Signed moments before he stepped to the podium to present his first State of the Union Address, Trump said in the speech: "In the past, we have foolishly released hundreds and hundreds of dangerous terrorists only to meet them again on the battlefield, including the ISIS leader, al-Baghdadi, who we captured, who we had, who we released," he said, referring to Islamic State group leader Abu Bakr al-Baghdadi, who was released from Camp Bucca in Iraq in 2004.
"I am asking Congress to ensure that, in the fight against ISIS and al-Qaeda, we continue to have all necessary power to detain terrorists, wherever we chase them down, wherever we find them. And in many cases, for them, it will now be Guantanamo Bay," the president added to applause.
Trump's order revokes one issued by President Obama in his first days in office that called for the facility to close, which had been a key Obama campaign promise.
Although many prisoners were released from Guantanamo under Obama, he was unable to make good on the pledge to close it altogether, due to concerns over the fate of some prisoners deemed too risky for either being freed or moved to U.S. soil.
No new prisoners have come to Guantanamo in more than a decade. When Obama left office, eight years after signing the closing order, there were still 41 inmates. They remain, including five who had been cleared for release by federal agencies when Trump took office.
NPR's David Welna, speaking with Morning Edition, says "It looks like many of the remaining prisoners – many of whom have been stuck there for more than a dozen years and have never been charged with any crime, much less tried, are likely stuck there for more years to come."

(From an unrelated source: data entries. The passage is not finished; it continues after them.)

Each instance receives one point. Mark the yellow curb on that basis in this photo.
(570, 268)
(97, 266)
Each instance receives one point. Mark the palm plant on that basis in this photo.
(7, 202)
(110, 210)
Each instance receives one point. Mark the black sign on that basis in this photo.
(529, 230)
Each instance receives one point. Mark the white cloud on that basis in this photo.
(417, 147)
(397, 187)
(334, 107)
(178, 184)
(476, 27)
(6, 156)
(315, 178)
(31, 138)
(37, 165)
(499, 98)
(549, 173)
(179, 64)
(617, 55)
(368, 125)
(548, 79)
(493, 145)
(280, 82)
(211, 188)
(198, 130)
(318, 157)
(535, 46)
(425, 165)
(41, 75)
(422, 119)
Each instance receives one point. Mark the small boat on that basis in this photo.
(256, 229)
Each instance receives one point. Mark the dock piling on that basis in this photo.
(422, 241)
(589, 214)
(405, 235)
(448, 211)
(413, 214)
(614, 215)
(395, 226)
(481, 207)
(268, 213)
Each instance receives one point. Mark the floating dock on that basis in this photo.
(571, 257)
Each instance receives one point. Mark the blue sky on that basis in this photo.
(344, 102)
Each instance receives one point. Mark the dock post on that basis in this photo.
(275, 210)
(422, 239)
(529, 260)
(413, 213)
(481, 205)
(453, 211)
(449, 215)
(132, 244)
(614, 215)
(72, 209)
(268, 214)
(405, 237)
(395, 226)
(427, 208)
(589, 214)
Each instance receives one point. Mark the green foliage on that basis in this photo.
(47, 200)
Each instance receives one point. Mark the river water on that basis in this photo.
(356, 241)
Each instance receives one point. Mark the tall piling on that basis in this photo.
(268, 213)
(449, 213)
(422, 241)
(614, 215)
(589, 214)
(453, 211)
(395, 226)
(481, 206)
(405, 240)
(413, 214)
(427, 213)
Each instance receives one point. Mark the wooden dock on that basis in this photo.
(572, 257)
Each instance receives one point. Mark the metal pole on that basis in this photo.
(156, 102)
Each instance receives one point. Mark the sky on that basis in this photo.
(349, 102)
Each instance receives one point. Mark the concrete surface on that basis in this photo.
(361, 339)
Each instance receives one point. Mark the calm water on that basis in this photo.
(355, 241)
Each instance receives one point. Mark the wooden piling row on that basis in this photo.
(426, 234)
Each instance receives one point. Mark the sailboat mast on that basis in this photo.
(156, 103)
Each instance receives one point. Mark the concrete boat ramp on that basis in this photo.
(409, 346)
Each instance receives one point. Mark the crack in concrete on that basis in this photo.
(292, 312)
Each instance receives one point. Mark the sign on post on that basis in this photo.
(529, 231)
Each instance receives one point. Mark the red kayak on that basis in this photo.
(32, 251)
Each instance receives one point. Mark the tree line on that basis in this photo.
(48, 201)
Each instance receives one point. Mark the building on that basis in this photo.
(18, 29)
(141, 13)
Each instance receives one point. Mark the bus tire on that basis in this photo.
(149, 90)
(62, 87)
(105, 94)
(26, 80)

While the new directive does nothing to immediately resolve the legal quandary dating to the administration of President George W. Bush, it does require the secretary of defense to recommend within 90 days a method for determining the fate of individuals captured by the U.S. forces.
Lee Wolosky, who was Obama's special envoy at the State Department for closing Guantanamo, was quoted by The Associated Press as saying that in a practical sense, not much will change with the new order.
"But as a symbolic matter, it changes a great deal because the two presidents before him were trying to close Guantanamo because they recognized that it was a detriment to our national security," Wolosky tells AP. "Symbolically, it reaffirms his interest in perpetrating a symbol that has greatly damaged the United States."